Participação nas tomadas de decisão.

Da generalidade das classes de factores susceptíveis de interferir no nível de (in)satisfação, que têm vindo a ser abordadas no âmbito deste trabalho, os relacionados com a participação e a realização de expectativas foram talvez aqueles, no âmbito da minha observação, que se evidenciaram pela negativa de uma forma mais precoce, mais clara e mais contundente. Diria mesmo que esses dois aspectos constituem a face mais visível da insatisfação ao nível dos funcionários dos centros de Segurança Social por mim observados. E foi essencialmente no âmbito do departamento de Acção Social que constatei uma certa interligação ou interdependência entre ambos, enquanto agentes de determinado tipo de insatisfação.

Assim, aquelas pessoas que lidam de perto com toda uma panóplia de situações de indigência, marginalidade, precaridade económica, desamparo, etc., com competências ao nível do seu rasteio, intervenção e acompanhamento, deixam de sobremaneira transparecer um acentuado descontentamento pelo facto de «não serem ouvidos». Reconhecem as dificuldades financeiras da Segurança Social, que se repercutem na limitação em proporcionar os adequados meios técnicos e humanos necessários a uma eficaz resposta a estas situações.

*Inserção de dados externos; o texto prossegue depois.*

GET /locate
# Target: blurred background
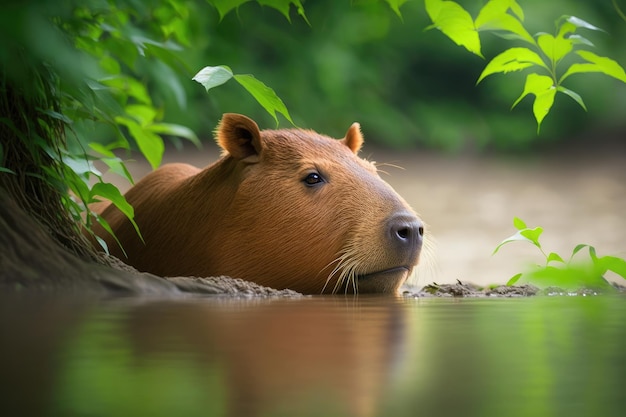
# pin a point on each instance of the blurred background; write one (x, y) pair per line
(455, 150)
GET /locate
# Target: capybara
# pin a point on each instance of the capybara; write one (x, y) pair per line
(286, 208)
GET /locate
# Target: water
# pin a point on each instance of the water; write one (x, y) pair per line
(319, 356)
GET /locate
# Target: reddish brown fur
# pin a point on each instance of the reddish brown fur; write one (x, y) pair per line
(250, 214)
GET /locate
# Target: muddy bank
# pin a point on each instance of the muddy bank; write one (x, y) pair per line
(31, 260)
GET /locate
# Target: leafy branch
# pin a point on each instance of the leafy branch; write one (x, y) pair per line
(542, 53)
(558, 272)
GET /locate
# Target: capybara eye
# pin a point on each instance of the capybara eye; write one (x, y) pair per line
(313, 179)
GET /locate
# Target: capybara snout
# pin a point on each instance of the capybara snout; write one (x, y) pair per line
(286, 208)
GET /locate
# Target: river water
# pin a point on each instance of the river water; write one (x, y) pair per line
(317, 356)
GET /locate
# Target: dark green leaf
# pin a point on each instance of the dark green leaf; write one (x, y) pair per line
(150, 144)
(455, 22)
(175, 130)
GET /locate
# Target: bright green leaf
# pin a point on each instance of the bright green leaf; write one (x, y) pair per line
(573, 95)
(514, 279)
(455, 22)
(517, 237)
(117, 166)
(554, 257)
(543, 88)
(264, 95)
(578, 248)
(494, 16)
(614, 264)
(211, 77)
(513, 59)
(596, 63)
(533, 235)
(554, 48)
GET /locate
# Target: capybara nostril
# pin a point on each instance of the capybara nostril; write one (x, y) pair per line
(406, 231)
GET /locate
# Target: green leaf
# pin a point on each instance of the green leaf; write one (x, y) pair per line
(513, 59)
(579, 40)
(614, 264)
(211, 77)
(117, 166)
(533, 235)
(578, 248)
(517, 237)
(105, 225)
(175, 130)
(519, 223)
(395, 6)
(554, 48)
(283, 7)
(112, 193)
(514, 279)
(596, 63)
(142, 113)
(554, 257)
(455, 22)
(264, 95)
(150, 144)
(543, 88)
(225, 6)
(578, 23)
(573, 95)
(494, 16)
(128, 86)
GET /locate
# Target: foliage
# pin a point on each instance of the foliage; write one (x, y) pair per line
(129, 63)
(211, 77)
(542, 52)
(558, 272)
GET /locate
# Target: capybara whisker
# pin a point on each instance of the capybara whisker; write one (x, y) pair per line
(286, 208)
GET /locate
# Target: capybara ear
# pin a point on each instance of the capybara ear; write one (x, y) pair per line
(354, 138)
(239, 136)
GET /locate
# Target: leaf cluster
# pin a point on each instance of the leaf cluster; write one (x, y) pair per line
(564, 273)
(547, 56)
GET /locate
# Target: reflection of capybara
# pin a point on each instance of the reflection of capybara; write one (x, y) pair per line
(283, 208)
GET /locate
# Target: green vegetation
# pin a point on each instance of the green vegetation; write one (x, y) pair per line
(570, 274)
(543, 55)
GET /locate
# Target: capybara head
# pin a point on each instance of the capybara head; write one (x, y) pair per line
(286, 208)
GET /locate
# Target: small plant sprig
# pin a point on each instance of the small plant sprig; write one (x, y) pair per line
(558, 272)
(542, 53)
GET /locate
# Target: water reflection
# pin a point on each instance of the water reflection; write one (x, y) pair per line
(319, 356)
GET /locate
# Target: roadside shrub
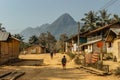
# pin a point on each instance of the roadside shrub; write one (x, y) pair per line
(108, 56)
(117, 71)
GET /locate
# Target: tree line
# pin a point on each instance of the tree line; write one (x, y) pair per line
(92, 20)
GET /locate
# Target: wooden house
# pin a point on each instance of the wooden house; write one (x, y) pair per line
(9, 47)
(36, 49)
(105, 39)
(113, 41)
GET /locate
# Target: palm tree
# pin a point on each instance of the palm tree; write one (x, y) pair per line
(116, 18)
(2, 28)
(18, 36)
(90, 20)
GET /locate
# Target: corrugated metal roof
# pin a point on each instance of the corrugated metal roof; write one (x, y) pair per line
(90, 42)
(4, 36)
(116, 30)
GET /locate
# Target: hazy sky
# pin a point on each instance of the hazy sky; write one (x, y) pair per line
(16, 15)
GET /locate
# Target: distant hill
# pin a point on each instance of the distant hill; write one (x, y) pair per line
(64, 24)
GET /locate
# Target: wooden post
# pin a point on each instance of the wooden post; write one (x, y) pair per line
(78, 36)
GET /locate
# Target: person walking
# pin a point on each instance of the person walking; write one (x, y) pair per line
(64, 60)
(51, 54)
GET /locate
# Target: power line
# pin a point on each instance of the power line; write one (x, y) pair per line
(111, 2)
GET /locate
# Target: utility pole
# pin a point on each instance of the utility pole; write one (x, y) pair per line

Consideram, no entanto, que as suas reclamações, sugestões e pareceres, normalmente orientadas no sentido de se modificar determinados aspectos do modus operandi da instituição, bem como de usar os meios disponíveis de uma forma mais funcional - numa palavra, adaptar da melhor forma possível a acção da Segurança Social à realidade concreta com que contactam na sua experiência de trabalho quotidiana - simplesmente não são levados em conta pelas instâncias com competência para tal, numa atitude que consideram autista, autocrática e desinteressada em tirar partido do saber-fazer pragmático, de sobremaneira útil e proveitoso, do qual são detentores.

Dir-se-ia, assim, estarmos perante a nítida presença de resquícios de velhos princípios fayolianos e weberianos, em que o poder de consignar o modo de funcionamento e actuação da organização se encontra concentrado na solução «racional» proposta por quem é «investido» para o efeito: os “escritórios funcionais centralizados do tipo escritórios de métodos” (Bernoux: s/d, 86), sem grande contacto com a realidade vivida no terreno.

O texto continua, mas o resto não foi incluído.